Adversarial Video Promotion Against Text-to-Video Retrieval
Qiwei Tian , Chenhao Lin , Zhengyu Zhao , Qian Li , Shuai Liu , Chao Shen
Published on arXiv
2508.06964
Input Manipulation Attack
OWASP ML Top 10 — ML01
Key Finding
ViPro surpasses baselines by over 30/10/4% in white/grey/black-box settings respectively on average across T2VR models.
ViPro (Video Promotion attack) with Modal Refinement (MoRe)

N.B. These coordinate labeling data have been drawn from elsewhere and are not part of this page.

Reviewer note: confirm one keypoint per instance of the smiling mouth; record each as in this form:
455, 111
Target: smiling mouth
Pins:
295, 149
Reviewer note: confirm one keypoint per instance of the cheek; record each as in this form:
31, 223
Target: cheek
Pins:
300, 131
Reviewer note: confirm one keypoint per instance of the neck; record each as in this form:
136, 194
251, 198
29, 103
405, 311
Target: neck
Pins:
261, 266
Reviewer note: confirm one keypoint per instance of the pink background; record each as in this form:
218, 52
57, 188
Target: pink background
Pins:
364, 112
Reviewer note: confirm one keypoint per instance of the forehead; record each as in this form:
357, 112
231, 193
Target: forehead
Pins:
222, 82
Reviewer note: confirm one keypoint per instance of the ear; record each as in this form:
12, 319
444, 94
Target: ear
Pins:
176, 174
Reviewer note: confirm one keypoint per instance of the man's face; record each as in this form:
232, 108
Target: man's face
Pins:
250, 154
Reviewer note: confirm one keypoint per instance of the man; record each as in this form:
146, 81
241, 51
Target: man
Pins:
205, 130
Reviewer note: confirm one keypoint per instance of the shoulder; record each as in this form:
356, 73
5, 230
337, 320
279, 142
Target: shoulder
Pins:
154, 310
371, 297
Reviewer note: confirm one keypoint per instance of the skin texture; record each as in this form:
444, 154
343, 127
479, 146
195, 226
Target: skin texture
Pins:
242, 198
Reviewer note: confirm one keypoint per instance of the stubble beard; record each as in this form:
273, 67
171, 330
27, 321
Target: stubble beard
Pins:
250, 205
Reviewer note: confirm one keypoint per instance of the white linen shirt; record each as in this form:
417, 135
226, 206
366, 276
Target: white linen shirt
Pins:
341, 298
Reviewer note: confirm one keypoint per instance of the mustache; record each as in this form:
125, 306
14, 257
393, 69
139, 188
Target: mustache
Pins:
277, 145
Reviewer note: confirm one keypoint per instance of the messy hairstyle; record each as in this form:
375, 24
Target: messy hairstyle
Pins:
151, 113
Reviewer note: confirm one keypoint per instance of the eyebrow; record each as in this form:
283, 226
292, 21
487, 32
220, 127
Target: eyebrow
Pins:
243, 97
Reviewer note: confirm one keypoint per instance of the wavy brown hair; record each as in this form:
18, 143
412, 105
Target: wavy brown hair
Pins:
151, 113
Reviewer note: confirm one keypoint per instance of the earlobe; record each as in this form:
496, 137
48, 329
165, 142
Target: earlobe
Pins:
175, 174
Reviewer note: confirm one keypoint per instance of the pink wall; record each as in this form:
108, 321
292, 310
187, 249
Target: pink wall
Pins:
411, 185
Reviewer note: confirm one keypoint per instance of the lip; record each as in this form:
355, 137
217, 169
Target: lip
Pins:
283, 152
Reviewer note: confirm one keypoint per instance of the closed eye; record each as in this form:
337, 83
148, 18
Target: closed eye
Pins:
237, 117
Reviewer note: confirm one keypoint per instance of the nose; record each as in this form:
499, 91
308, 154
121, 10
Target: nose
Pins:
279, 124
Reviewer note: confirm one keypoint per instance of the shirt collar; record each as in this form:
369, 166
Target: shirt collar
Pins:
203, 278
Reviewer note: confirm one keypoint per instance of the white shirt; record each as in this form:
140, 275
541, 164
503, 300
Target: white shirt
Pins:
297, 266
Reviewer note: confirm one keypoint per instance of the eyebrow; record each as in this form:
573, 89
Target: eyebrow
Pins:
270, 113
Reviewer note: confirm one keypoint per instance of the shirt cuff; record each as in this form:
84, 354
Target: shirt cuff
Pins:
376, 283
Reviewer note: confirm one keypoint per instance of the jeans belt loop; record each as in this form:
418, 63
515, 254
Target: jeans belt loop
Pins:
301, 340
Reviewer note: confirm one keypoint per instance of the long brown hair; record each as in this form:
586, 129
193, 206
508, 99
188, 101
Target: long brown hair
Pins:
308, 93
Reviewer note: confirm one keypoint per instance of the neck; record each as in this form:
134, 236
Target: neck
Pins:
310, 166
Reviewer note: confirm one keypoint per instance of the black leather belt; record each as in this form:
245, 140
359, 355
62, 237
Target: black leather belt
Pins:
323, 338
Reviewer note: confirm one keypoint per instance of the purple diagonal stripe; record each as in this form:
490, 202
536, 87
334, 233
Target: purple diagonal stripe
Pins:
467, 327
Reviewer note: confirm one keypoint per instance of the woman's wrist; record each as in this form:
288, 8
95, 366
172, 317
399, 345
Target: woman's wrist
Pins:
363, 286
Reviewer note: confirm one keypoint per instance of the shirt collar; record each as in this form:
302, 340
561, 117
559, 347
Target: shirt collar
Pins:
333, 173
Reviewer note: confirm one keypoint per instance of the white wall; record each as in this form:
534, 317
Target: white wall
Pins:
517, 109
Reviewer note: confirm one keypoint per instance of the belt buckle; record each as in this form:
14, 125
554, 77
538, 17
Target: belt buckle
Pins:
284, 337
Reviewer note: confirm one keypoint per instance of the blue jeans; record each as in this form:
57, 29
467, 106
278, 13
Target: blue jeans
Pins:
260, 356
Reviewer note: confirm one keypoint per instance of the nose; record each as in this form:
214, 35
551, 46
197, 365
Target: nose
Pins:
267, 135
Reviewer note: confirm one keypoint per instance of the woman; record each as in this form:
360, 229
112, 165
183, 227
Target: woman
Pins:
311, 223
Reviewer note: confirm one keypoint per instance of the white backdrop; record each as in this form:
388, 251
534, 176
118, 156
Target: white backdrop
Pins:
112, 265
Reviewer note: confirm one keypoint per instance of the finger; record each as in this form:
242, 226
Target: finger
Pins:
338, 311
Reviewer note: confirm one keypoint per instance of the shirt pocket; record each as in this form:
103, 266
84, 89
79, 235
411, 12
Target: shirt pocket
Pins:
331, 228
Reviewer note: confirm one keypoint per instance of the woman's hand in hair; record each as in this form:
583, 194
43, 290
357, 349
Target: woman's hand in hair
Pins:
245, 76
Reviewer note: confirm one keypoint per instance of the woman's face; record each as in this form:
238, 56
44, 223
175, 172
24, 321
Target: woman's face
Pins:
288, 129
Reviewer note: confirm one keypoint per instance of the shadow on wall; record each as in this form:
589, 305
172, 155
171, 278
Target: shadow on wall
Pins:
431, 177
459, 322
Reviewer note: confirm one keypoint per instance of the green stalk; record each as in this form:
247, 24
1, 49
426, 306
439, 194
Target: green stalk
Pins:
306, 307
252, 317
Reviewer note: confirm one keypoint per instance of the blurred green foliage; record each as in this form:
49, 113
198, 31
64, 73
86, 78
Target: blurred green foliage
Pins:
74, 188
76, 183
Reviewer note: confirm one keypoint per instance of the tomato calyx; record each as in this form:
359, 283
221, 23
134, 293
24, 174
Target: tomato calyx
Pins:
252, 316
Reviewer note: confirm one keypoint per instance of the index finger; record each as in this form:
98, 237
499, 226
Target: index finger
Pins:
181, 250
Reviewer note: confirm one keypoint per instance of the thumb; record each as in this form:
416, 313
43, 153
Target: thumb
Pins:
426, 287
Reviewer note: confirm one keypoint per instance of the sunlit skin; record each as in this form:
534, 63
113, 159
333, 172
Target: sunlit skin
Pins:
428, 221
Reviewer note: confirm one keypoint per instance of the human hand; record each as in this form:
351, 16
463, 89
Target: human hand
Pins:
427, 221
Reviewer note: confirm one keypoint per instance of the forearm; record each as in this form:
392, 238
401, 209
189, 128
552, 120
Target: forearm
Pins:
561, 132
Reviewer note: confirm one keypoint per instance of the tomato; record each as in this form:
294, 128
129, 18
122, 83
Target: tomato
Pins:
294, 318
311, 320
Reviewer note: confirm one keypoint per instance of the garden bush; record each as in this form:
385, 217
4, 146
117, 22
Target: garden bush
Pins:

Novel technique introduced
Thanks to the development of cross-modal models, text-to-video retrieval (T2VR) is advancing rapidly, but its robustness remains largely unexamined. Existing attacks against T2VR are designed to push videos away from queries, i.e., suppressing the ranks of videos, while the attacks that pull videos towards selected queries, i.e., promoting the ranks of videos, remain largely unexplored. These attacks can be more impactful as attackers may gain more views/clicks for financial benefits and widespread (mis)information. To this end, we pioneer the first attack against T2VR to promote videos adversarially, dubbed the Video Promotion attack (ViPro). We further propose Modal Refinement (MoRe) to capture the finer-grained, intricate interaction between visual and textual modalities to enhance black-box transferability. Comprehensive experiments cover 2 existing baselines, 3 leading T2VR models, 3 prevailing datasets with over 10k videos, evaluated under 3 scenarios. All experiments are conducted in a multi-target setting to reflect realistic scenarios where attackers seek to promote the video regarding multiple queries simultaneously. We also evaluated our attacks for defences and imperceptibility. Overall, ViPro surpasses other baselines by over $30/10/4\%$ for white/grey/black-box settings on average. Our work highlights an overlooked vulnerability, provides a qualitative analysis on the upper/lower bound of our attacks, and offers insights into potential counterplays. Code will be publicly available at https://github.com/michaeltian108/ViPro.
Key Contributions
- First adversarial attack targeting rank promotion (rather than suppression) in text-to-video retrieval, evaluated in a realistic multi-target setting
- Modal Refinement (MoRe) module that captures fine-grained visual-textual interactions to enhance black-box transferability
- Comprehensive evaluation across 3 T2VR models, 3 datasets (10k+ videos), 3 threat scenarios, including defense and imperceptibility analysis
🛡️ Threat Analysis
ViPro crafts adversarial perturbations on video frames to inflate retrieval ranks for targeted text queries at inference time. Uses gradient-based optimization in white-box settings with transferability to black-box — a textbook input manipulation / evasion attack on a cross-modal ML model.